I'm handling fixing the aspect ratio myself.
I have handled the cases where both image dimensions are smaller
than screen dimensions (just print it in the middle of the screen).
And also handled where only one image dimension is larger than
one screen dimension (resize the image making the larger
image dimension match the screen dimension).
Having some trouble deciding what to do if both image dimensions
are larger than both screen dimensions:
Code:
if (oldx > 320 && oldy > 568) { // image is taller and wider than the screen
if (oldx-320 < oldy-568) {
newx = oldx / oldy * 568; // get new width
newy = 568;
posx = centerx - (newx/2); // get new x position
posy = centery - (newy/2);
} else {
newy = oldy / oldx * 320; // get new height
newx = 320;
posy = centery - (newy/2); // get new y position
posx = centerx - (newx/2);
}
}
centerx and century are just coordinates for the centre of the screen,
and might as well be 160 and 284...
They are only variables because I sometimes move the image around.
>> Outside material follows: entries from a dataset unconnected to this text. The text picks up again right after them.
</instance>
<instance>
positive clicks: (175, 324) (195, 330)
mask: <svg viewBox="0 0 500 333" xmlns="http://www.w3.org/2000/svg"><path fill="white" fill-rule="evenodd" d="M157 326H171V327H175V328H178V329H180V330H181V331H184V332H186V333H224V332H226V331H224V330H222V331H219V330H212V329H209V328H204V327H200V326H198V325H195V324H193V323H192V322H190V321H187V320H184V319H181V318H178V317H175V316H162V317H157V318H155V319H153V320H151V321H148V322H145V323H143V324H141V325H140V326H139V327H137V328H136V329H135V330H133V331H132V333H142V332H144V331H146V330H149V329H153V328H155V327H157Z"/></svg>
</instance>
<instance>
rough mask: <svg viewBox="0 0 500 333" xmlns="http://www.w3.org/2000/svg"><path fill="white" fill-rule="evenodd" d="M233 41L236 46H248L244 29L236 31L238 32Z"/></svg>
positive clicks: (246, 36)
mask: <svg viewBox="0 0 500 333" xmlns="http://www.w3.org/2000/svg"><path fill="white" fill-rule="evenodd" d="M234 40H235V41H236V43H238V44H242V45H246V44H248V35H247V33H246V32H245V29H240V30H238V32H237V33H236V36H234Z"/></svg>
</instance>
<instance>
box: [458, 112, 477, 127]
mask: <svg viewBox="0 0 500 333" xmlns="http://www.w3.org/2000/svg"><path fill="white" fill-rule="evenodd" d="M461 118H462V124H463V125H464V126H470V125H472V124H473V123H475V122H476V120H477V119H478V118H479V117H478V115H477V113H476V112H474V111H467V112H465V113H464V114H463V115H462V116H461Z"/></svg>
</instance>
Now one example actual problem is, if the input image dimensions are
640x958, the output dimensions are 379x568 (adjusted to the wrong dimension so 379 is wider than the screen),
if the input dimensions are 534x660, the output is 320x395... Correct!!
I think the solution lies in the second if/then line.
Any help appreciated!!
EDIT,,, whoops.. posx and posy are the screen coords to draw the image.
if the image is 320x568, posx and posy should both be zero because the
image dimensions match the screen size exactly.